「見果てぬ夢」

脚本:堤泰彦 演出:鈴置洋孝
出演:鈴置洋孝、鶴ひろみ、麻生美代子、内海賢二、矢尾一樹etc.


 最近の趣味の一つに「観劇」っていうのがあります。
 中学・高校と演劇を経験したということもあり(高校のときは裏方でしたが)、専門学校でも演劇入門を履修していたので、演じること・創ることの両面においてずっと興味を持っていました。
 今現在、日本テレビ単局で毎月最終週の深夜に「劇場中継」というのをやっていて、それをよく見ているのですが、これがなかなか面白い作品揃いでいいんですよ。「ヒゲとボイン」「夢からさめても」といった最新作をはじめとした個性豊かな作品がたくさんあって、その中でもウチは「見果てぬ夢」という作品がお気に入りで、ビデオでよく見ています。
 この「見果てぬ夢」という作品ですが、まずアニメファンとしてはヨダレものな出演陣です。内海賢二(Dr.スランプ・則巻千兵衛役)・麻生美代子(サザエさん・ふね役)・鶴ひろみ(きまぐれオレンジロード・まどか役)・矢尾一樹(NG騎士ラムネ&40・ダ・サイダー役)・鈴置洋孝(ゲンジ通信あげだま・鈴木役)といった人気声優陣が作品を彩り、それに堤泰彦氏が書いた脚本がなかなか味があっていい感じなのです。
 脚本の内容ですが、以下のようなものです。


 舞台は、とある病院の裏庭。そこでは入院患者たちが思い思いの時間を過ごしています。
 看護婦をモデルに絵を描く、退院したくない売れない画家。看護婦から"セクハラ大魔王"と言われているラブホテルの経営者。「妊娠9ヶ月」という72歳の不思議なおばあちゃん。今にも泣きそうな、逃げてばっかりのお医者さん。女帝とも言えるほど気が強い婦長。そして、ぼんやり窓の外を眺めている一人の男。彼はつい数分前、ガンを医者から告知されたばかりなのです。
 悲喜こもごもの人間模様が描かれる病院の中で、彼らは一体どんな夢を見るのでしょうか。
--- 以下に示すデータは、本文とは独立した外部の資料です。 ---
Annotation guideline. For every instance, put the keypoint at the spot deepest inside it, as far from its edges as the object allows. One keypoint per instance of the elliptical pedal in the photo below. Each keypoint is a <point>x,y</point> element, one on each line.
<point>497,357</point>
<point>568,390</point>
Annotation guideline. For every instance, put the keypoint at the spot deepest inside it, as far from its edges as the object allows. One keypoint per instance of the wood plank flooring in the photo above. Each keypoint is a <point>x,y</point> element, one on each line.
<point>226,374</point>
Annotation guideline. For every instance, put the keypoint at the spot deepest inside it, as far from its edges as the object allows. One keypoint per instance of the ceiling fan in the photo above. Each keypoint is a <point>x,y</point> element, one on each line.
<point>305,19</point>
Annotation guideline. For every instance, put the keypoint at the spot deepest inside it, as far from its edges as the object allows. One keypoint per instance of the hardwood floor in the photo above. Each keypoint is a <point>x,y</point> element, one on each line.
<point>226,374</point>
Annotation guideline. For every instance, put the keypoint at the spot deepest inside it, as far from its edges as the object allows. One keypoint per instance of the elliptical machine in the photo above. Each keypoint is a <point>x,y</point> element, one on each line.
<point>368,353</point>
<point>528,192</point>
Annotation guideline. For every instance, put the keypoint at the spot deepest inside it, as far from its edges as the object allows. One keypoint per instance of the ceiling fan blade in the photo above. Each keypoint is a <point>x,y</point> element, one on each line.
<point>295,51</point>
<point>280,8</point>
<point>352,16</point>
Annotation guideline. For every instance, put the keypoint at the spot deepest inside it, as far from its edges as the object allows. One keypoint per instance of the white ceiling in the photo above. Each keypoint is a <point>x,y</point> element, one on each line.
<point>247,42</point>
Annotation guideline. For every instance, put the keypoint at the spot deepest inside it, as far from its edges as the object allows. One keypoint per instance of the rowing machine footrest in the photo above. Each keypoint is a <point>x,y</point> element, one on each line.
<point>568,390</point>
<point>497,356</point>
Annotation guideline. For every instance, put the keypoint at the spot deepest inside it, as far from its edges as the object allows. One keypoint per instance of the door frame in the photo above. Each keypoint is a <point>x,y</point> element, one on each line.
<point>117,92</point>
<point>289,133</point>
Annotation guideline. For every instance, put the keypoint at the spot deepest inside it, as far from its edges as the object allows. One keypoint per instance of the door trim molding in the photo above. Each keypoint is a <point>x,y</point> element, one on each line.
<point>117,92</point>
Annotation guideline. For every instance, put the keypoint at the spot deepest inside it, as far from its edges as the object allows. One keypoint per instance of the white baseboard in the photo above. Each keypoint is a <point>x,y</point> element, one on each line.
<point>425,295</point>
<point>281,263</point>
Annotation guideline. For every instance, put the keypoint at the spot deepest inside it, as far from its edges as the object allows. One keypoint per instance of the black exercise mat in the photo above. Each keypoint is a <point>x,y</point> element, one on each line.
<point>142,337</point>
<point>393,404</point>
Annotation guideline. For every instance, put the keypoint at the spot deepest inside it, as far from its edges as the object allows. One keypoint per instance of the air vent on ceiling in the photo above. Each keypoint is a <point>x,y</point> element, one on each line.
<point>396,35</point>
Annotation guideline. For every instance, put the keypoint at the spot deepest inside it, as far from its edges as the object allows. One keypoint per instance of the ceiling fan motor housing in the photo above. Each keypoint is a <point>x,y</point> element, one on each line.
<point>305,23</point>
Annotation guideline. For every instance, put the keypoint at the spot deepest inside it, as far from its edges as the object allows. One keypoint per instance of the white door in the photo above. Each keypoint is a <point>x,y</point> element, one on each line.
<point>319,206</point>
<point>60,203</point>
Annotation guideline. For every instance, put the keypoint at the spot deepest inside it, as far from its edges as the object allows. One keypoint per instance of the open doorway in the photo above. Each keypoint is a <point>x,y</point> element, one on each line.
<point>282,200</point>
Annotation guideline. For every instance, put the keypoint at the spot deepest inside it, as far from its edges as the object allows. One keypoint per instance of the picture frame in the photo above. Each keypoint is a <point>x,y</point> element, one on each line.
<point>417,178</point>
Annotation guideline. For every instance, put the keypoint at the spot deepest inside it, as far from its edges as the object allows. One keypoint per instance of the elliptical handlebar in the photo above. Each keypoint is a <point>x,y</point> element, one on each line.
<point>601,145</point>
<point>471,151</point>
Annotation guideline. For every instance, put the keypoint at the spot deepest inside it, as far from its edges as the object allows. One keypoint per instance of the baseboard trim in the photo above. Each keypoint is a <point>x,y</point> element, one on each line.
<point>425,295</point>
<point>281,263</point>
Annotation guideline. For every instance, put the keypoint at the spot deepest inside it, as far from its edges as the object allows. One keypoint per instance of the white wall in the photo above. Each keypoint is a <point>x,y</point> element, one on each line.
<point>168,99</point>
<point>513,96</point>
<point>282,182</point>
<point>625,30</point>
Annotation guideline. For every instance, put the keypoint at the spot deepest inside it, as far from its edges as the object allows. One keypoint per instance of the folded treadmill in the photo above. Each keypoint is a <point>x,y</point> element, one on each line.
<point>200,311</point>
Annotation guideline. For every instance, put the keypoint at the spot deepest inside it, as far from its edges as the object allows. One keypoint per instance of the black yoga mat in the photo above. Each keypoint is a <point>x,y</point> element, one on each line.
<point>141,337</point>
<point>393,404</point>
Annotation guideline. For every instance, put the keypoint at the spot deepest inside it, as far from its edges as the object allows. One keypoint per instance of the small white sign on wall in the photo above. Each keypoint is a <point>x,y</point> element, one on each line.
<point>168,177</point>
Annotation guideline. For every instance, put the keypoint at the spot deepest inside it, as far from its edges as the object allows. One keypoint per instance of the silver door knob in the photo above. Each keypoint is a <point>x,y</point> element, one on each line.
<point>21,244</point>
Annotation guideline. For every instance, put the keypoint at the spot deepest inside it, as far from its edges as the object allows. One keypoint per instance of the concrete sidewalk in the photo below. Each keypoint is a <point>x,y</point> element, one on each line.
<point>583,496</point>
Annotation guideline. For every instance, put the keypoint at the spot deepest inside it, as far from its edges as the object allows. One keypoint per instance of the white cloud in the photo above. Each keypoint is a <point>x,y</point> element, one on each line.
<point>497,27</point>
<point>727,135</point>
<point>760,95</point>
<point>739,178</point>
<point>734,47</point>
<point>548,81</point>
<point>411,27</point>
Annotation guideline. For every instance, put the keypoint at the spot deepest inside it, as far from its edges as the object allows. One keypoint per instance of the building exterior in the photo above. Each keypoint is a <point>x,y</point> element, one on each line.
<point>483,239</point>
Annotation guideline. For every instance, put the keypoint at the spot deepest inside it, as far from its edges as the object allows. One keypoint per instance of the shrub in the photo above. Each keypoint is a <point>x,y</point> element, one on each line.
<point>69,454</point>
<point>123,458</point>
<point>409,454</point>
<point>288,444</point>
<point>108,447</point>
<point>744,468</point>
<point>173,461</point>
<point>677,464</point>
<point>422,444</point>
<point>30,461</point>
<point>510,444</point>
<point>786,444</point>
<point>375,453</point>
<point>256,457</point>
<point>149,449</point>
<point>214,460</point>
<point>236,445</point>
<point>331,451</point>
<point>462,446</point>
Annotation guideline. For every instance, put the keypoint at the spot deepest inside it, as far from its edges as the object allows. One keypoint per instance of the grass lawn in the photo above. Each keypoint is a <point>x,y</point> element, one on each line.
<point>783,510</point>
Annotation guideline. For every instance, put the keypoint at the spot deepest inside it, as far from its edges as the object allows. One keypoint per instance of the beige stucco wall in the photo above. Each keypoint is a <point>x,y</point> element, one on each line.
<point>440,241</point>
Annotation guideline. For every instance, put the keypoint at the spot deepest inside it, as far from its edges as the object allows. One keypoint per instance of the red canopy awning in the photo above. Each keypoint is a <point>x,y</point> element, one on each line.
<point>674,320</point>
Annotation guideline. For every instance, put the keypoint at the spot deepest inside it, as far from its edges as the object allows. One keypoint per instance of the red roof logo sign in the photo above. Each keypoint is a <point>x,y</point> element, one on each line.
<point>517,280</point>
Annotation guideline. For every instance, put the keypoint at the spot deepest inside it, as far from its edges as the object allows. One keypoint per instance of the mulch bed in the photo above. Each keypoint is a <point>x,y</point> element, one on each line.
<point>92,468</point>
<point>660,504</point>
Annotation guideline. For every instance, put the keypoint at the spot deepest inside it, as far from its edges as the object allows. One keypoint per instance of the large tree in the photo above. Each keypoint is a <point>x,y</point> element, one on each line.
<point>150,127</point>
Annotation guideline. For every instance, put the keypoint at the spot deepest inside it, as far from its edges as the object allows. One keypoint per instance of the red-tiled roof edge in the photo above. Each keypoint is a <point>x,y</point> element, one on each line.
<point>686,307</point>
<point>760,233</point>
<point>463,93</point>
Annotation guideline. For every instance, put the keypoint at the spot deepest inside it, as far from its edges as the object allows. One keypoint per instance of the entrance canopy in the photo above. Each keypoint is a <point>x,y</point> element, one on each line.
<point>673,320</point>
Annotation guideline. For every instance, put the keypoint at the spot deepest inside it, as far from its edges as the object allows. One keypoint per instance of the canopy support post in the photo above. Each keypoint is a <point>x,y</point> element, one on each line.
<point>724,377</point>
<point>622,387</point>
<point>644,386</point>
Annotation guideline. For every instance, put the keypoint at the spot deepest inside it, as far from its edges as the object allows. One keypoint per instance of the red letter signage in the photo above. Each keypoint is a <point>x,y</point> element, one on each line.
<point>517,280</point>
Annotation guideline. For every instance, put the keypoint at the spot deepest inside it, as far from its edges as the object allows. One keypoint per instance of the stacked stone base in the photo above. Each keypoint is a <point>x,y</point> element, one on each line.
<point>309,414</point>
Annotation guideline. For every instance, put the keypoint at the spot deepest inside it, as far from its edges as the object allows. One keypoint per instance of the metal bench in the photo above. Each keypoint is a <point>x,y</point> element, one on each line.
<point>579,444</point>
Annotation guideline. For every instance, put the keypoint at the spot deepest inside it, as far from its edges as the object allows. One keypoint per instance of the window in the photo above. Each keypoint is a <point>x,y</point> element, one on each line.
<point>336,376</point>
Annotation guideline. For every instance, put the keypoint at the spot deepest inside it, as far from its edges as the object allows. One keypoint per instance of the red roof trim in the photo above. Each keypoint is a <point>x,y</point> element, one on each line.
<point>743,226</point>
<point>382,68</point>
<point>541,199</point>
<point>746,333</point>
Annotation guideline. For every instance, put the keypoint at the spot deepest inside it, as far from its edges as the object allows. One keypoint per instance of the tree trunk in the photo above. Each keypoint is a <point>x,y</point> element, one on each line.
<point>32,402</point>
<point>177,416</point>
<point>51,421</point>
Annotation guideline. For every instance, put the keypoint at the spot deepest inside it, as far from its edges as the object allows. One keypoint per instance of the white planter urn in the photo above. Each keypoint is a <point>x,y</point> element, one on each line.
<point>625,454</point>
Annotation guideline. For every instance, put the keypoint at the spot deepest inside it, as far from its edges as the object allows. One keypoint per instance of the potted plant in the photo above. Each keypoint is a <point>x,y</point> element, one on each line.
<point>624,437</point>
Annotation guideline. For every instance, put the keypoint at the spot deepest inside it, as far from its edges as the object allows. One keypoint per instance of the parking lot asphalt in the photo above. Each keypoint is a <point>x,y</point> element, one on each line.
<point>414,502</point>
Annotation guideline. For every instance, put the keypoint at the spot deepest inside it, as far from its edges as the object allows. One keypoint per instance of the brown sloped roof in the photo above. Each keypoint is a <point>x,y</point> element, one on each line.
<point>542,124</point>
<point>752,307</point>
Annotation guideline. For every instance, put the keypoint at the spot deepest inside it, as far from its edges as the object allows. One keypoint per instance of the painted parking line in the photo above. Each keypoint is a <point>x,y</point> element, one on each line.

 テーマは、この前々作「煙が目にしみる」と共通した「誕生と死」。病気によって人々が直面する「死」というものを、彼らが残していく「生」を交えて演じていくというものです。コメディタッチな作風で、見ていても飽きるということはありません。特に矢尾さんと内海さんの怒鳴り合いは息がぴったりで、見ているこっちまで圧倒されます。中盤以降は前半と違って、コメディな雰囲気の中にも重苦しさがあり、後半はシリアスに展開していきます。糖尿病、腹膜炎、ガンといった病気を持つ人々が、精一杯生きようとする姿を演じて、皆が自分の「生」を見つめるようになったラスト。そこで流れる、鈴置さんの次のナレーションが今でも心に残っています。

 こんなに人が自分の顔を見てくれるのって、生まれて初めてです。
 ……いや、2回目か。
 そう、1回目は赤ん坊の頃。
 私が生まれたとき、両親や周りの人たちは、私の顔をじっと眺めていたことでしょう。
 そしてたぶん3回目は、死の床についたとき。
 いろんな人が、私の顔を覗き込んでいることでしょう。
 ……そうだ。
 もしかしたらあの世で目が覚めたときも、やっぱり大勢の人たちが、私の顔を覗き込んでいるのかもしれません。
 先に亡くなった父や母や、おじいちゃんや、おばあちゃん。
 私が生まれたときと同じように、じっと私の顔を覗き込んで、私が目を覚ますのを待っているのかもしれません。

 だから私は……最期の時。
 妻にこう言い残してから目を閉じようと思っています。
「先に行ってるね。
 先に行って待ってるね。
 そして、お前があの世で目覚めたとき……私はその側で、お前の顔を眺めているね」

 この世の終わりは、あの世の始まり。
 最後の眠りは、長い長い、夢の始まりなのだから。



 そして、暗転していく舞台の中でおばあちゃんが一言「生まれる……」と呟き、咲き乱れるマーガレットの花たち。
 心地よい余韻が残るフィナーレで、終わったときには思わずほうっと息をついてしまいました。惜しむらくは、これが生の観劇ではなく、テレビでの観劇だったので、途中挿入されるCMによって幾度も緊張感が殺がれてしまったということでしょうか。もしも追加公演があるとしたら、是非ともチケットを買って現地で見てみたいです。
 笑いの面でも、リリカルな面でも全体的に印象に残る作品で、さらに高い演技力・呼吸&リズムの要求される作品でもあると思います。見ている側としては確かに面白いのですが、演じる側としてはやはり大変なのでしょうね。やはり、演劇というのは様々な面で奥が深いです。